The league may take a dim view of dirty play, and to its credit has in recent years introduced rules to reduce blindside hits (especially targeted hits to the head), but instances of dirty play as demonstrated by Neal and Thornton still abound.
Neal ultimately received a five-game suspension and promises he’ll behave in the future. Thornton’s actions were so egregious that, though he lacks a suspension history, he’ll probably received a punishment between 10-20 games to make an example out of him.
Whatever Thornton’s critics think of him, he’s not a player with a reputation for dirty play. He’s no Matt Cooke or Raffi Torres, whose recklessness displayed so much contempt for the rules that it took lengthy suspensions and the veiled threat of permanent banishment from the NHL to change their ways.
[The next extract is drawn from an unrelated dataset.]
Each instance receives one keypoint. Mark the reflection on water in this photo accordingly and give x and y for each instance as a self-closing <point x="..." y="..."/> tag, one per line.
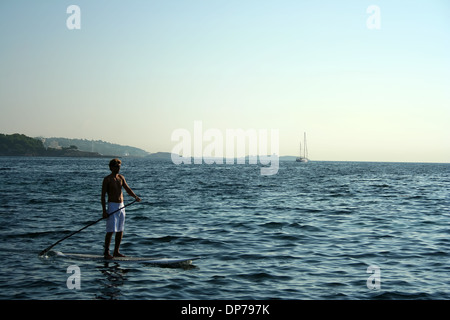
<point x="113" y="279"/>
Over its long history, the NHL has cracked down on some of the more violent aspects of the game. Wild stick-swinging incidents, prevalent during the Original Six era, are a thing of the past. Bench-clearing brawls, commonplace up until the 1980s, are non-existent today. Line brawls involving every player on the ice are rare.
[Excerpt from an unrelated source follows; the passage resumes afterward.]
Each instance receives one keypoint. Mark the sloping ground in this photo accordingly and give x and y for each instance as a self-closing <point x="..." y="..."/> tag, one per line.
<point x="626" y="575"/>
The league can, and undoubtedly will, implement rule changes to reduce the instances of dirty play, but the question is how long will it take to sufficiently address the problem. League general managers believe the rules are working, but when instances such as those which arose in the Bruins-Penguins game occur, it’s difficult to accept those claims at face value.
A growing number of critics also want fighting banished from the game, but that’s not going to happen anytime soon. The majority of players believe it belongs in the game, but more importantly, so do a majority of hockey fans.
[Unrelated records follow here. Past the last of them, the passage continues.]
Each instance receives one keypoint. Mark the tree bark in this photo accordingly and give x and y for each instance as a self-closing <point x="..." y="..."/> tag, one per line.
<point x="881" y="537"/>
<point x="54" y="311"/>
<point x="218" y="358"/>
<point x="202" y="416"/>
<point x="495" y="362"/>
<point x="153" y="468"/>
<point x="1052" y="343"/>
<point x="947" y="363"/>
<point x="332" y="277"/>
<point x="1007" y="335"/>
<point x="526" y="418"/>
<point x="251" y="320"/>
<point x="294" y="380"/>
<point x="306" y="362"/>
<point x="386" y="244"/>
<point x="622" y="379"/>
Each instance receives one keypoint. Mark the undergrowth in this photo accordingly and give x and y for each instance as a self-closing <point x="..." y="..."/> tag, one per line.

A long-standing myth among NHL fans is the belief commissioner Gary Bettman is trying to phase fighting out of the game. Bettman – who still gets wrongly blamed for the introduction of the “third man in” rule which ended line brawling (it was introduced the year before he became commissioner) – recently defended fighting, calling it a “safety valve” to release pent-up tension and emotion in the heat of a game.
If that sounds familiar to older NHL fans, that’s because former league president Clarence Campbell (who ruled from 1946 to 1977) used to say the same thing.
In 2009, Bettman and the NHL Board of Governors did attempt to eliminate staged fights between NHL enforcers, which almost always occurred early in a game , usually during a face off and ultimately had no effect upon the outcome of a game. The notion was shot down by the NHLPA, which wanted to protect the jobs of a handful of its membership renowned for their pugilistic skills than their playing ability.
Bettman doesn’t like the staged fights, but he obviously has no issue with heat-of-the-moment scraps. I also have no issue with those type of fights, but at the same time, I worry about the growing number of former enforcers now battling dementia brought about by years of repeated blows to the head. As more is known about CTE and its effect upon professional athletes in violent sports like hockey and football, the more pressure will be placed upon the NHL and the NHLPA to address the relevance of fighting in its product.
Hockey is also a very macho sport. The league and its fans revel in the toughness of its players. It’s often used as a selling point to attract new fans. League history is rife of stories of players who suffered serious injuries yet still laced up their skates, gritted through the pain, and kept playing. Hockey’s a tough sport, especially at the pro level.
The very thought of introducing rules to better protect the players is often derided by purists, who fear the “pansification” of the game. They claim the players need to police themselves, yet from what we’ve seen over the years, the players policing themselves usually results in dirty play like Thornton’s attack on Orpik.
The ongoing debate over violence in hockey won’t subside anytime soon. For every sensible argument raised against fighting and dirty play, counter-arguments are inevitably raised expressing concern that addressing one problem could give rise to a host of others.
Getting the NHL to implement significant change to its product is akin to turning a huge ocean liner. The league (when willing) is capable of change, but it is also very tradition-bound, meaning it takes years – even decades – to implement rules which ultimately improve the game.